Usage¶
Getting started¶
With the package installation, a CLI tool is available: dsx.
Run the following to inspect command line arguments:
$ dsx --help
By default, it is assumed that the database is available at ~/.database18xx.
The default path can be adjusted by exporting the environment variable
DATABASE:
$ export DATABASE=<path/to/the/database>
Note
The environment variable is only valid for the current shell and all
processes started from it. To set is permanently for all future sessions
add the export to your .bashrc file (see this
gist)
Within the database, datasets for each 18xx game variant exist.
Downloading the database¶
The script can be used to download and extract the database from records18xx to the local disk.
Running the following command will install the database either the default database path or the exported one:
$ dsx download-db
Thanks to the extraction principle, downloading the database again will not override existing files but only updates changes and adds new files. Hence, the database can be updated without losing any processed data.
Generating a dataset¶
Upon the first download of the database, the transcripts are not processed yet.
To invoke the parsing of these, run the following command with the 18xx game variant specified, e.g., 1830:
$ dsx make --game G1830
This will created the parsed transcripts as well their metadata.

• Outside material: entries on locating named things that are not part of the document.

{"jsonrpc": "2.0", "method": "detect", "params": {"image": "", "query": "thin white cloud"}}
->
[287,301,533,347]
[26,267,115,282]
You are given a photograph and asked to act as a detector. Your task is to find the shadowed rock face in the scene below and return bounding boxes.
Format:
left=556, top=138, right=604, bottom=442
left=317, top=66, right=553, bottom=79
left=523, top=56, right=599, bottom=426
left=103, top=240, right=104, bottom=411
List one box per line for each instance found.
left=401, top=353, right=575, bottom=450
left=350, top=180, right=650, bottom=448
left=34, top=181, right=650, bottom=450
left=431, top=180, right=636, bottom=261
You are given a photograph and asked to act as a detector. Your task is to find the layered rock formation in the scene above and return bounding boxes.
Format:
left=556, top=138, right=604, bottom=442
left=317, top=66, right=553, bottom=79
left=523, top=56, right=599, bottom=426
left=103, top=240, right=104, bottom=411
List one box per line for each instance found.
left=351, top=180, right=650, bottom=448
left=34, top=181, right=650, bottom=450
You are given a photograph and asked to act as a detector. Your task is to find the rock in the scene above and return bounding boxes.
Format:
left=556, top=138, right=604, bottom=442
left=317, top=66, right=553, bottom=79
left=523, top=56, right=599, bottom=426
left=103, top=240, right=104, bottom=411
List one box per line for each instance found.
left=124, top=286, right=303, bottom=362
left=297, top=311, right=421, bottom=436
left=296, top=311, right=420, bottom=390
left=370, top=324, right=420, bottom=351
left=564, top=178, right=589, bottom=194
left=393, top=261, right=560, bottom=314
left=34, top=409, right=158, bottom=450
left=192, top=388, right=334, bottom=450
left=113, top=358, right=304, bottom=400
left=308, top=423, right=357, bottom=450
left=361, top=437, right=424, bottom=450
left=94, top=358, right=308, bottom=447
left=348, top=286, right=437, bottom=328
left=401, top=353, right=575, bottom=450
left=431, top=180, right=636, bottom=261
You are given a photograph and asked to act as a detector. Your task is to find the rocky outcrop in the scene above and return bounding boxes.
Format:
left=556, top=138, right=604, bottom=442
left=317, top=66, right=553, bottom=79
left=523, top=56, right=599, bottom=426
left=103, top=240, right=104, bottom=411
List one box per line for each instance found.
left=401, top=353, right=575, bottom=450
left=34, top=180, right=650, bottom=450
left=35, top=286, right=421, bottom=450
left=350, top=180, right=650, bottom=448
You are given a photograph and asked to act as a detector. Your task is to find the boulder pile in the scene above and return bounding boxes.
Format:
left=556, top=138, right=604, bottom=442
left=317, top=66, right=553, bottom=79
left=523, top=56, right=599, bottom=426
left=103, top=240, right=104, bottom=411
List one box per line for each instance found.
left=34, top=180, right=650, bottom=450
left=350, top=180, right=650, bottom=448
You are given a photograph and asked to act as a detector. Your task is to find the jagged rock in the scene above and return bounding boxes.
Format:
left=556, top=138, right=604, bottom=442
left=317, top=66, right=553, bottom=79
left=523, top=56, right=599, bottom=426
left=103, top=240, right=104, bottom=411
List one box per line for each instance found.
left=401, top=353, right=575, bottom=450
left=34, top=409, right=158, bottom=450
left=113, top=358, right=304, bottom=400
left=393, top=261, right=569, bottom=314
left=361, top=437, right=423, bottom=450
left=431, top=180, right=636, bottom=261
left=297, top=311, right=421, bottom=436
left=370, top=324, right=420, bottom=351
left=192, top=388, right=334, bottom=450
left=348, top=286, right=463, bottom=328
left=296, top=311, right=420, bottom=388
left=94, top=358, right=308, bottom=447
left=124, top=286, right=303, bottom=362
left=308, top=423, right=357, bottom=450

Additionally, the metadata over the whole dataset will be created as well as a context depicting key elements of the transcripts.
Output artifacts¶
The metadata file will be saved in the dataset root, named metadata.json.
It depicts the following data:
Field |
Description |
|---|---|
|
Total number of transcripts in dataset |
|
Total number of valid transcripts in dataset |
|
Number of transcripts mapped to number of players |
|
Number of transcripts mapped to game endings |
|
Unprocessed lines, paths to transcripts that failed / could not be parsed |
Note
Valid means that the transcript could be parsed and the final game state verification was successful.
The context is saved in the dataset root as well, named context.csv.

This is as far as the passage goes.